My Hebrew class is translating passages from Isaiah, which is a bit of divine humor, since everywhere I turn around Isaiah is staring me in the face. Anyway, if you don't know much about it, Isaiah's one of the major prophecy books in the Old Testament. It's a sobering message to God's people about all the ways they have failed him. Even though they go through all the right motions of worship and sacrifice, it's all for naught because their hands are covered with the blood of the innocent. They refuse to take care of the orphans and widows in their midst, and they fail to be the bearers of justice, grace and mercy to vulnerable people. Therefore, they have failed to keep their end of the bargain with God (the one that they agreed to when God through Moses led them out of Egypt), and Isaiah delivers a scathing message of judgment and indictment to them. But the book is beautiful because it also testifies to God's mercy and grace. Even though these people, who are supposed to be God's own people, have failed so miserably, he preserves a repentant remnant. He restores them. So the book can be roughly divided into two parts: messages of condemnation and messages of consolation.

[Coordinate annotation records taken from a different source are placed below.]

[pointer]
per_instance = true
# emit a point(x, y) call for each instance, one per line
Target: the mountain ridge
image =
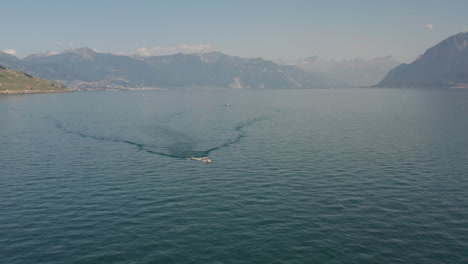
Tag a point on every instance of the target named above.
point(442, 65)
point(85, 68)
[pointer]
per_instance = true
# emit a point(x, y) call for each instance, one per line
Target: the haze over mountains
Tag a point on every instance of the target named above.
point(444, 65)
point(86, 68)
point(347, 73)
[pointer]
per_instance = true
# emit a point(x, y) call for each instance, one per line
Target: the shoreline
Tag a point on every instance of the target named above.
point(33, 91)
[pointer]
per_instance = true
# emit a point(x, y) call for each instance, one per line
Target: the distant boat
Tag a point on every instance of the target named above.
point(204, 159)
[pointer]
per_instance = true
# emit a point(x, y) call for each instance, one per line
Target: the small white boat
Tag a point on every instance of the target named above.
point(204, 159)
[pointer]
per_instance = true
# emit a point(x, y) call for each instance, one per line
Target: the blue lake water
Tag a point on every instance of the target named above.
point(300, 176)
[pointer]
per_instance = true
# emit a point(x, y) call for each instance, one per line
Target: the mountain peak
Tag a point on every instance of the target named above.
point(87, 52)
point(443, 65)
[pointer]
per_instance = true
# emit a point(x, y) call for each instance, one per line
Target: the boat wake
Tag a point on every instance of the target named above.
point(182, 149)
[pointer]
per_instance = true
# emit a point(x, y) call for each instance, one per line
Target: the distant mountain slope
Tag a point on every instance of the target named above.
point(13, 82)
point(85, 68)
point(443, 65)
point(347, 73)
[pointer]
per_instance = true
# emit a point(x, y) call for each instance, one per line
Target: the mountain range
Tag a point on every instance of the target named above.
point(85, 68)
point(346, 73)
point(19, 82)
point(443, 65)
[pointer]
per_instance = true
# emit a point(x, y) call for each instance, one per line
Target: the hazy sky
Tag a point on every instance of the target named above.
point(253, 28)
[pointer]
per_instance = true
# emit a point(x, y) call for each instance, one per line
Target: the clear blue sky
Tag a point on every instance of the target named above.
point(270, 29)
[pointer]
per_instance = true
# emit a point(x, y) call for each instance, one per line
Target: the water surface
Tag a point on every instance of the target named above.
point(302, 176)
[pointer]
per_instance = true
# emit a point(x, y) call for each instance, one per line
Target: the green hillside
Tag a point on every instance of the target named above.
point(18, 82)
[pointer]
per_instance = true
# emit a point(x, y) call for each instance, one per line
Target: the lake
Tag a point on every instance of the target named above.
point(297, 176)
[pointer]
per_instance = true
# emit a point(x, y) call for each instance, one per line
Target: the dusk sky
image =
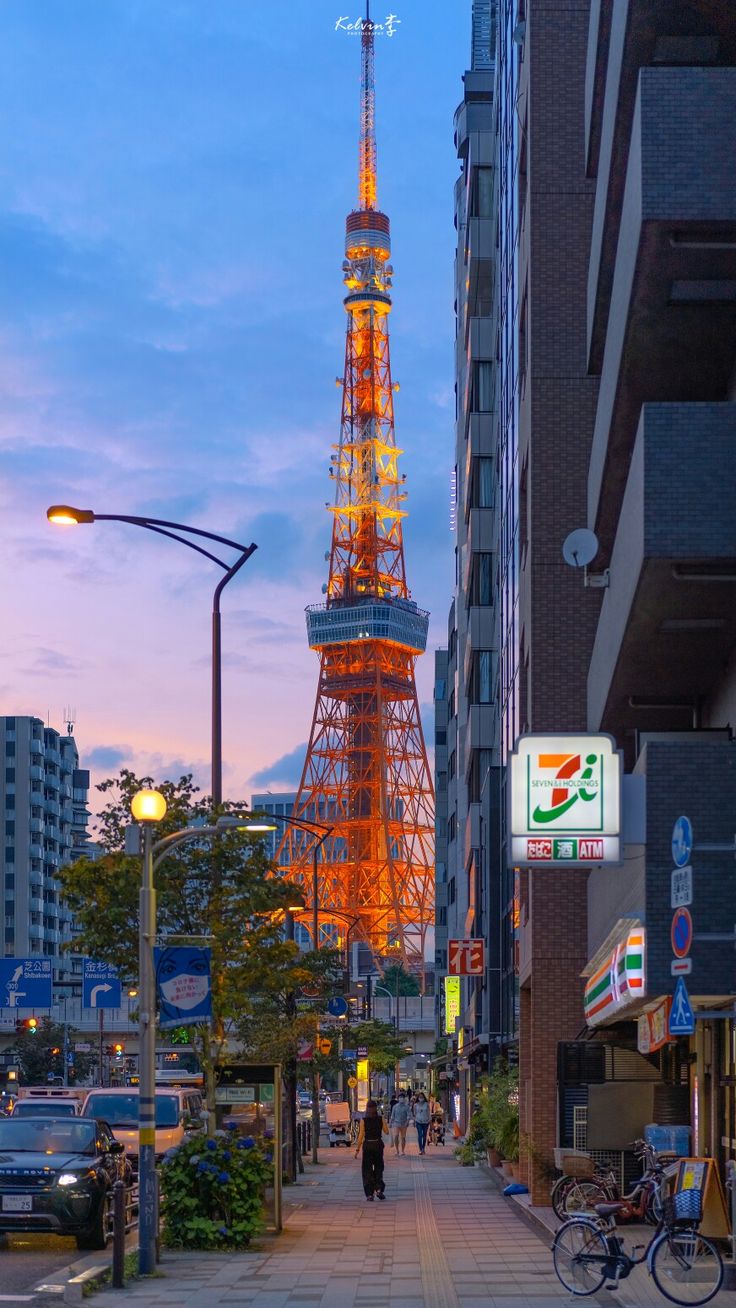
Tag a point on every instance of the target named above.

All of that to say that in one particular passage, Isaiah 6:1-7, Isaiah has this vision of God in the temple. And it's awe-inspiring. God is so big and mighty that the hem of his robe fills the temple. Angels are flying around overhead shouting praise to the Lord, an incessant chorus of "Holy, Holy, Holy is the Lord of Hosts!" Their voices are so thunderous that the temple starts shaking and quaking, and Isaiah's response is one of despair. He knows that he cannot see the Lord. He knows that he is not worthy to see the Lord. He knows that he is a part of this sinful and rebellious people. He knows that he is about to be destroyed. And he says, "Woe is me! For I am a man of unclean lips."
It's always struck me as interesting that Isaiah chooses his lips to talk about. He doesn't say that his heart is unclean, or his hands, or his mind, or his thoughts. He says that his lips are unclean. I think he says it because he knows that if he survives, he will have to tell people about this, and he cannot tell people about it because there are no words that accurately and fully capture all that he was experiencing. His lips cannot do the job that they must do. And then, one of the angels stops shouting praise, flies to the altar, takes a live coal and touches it to Isaiah's lips. "There," says the angel. "This has touched your lips. Your iniquity has been taken away, and your sin has been atoned for."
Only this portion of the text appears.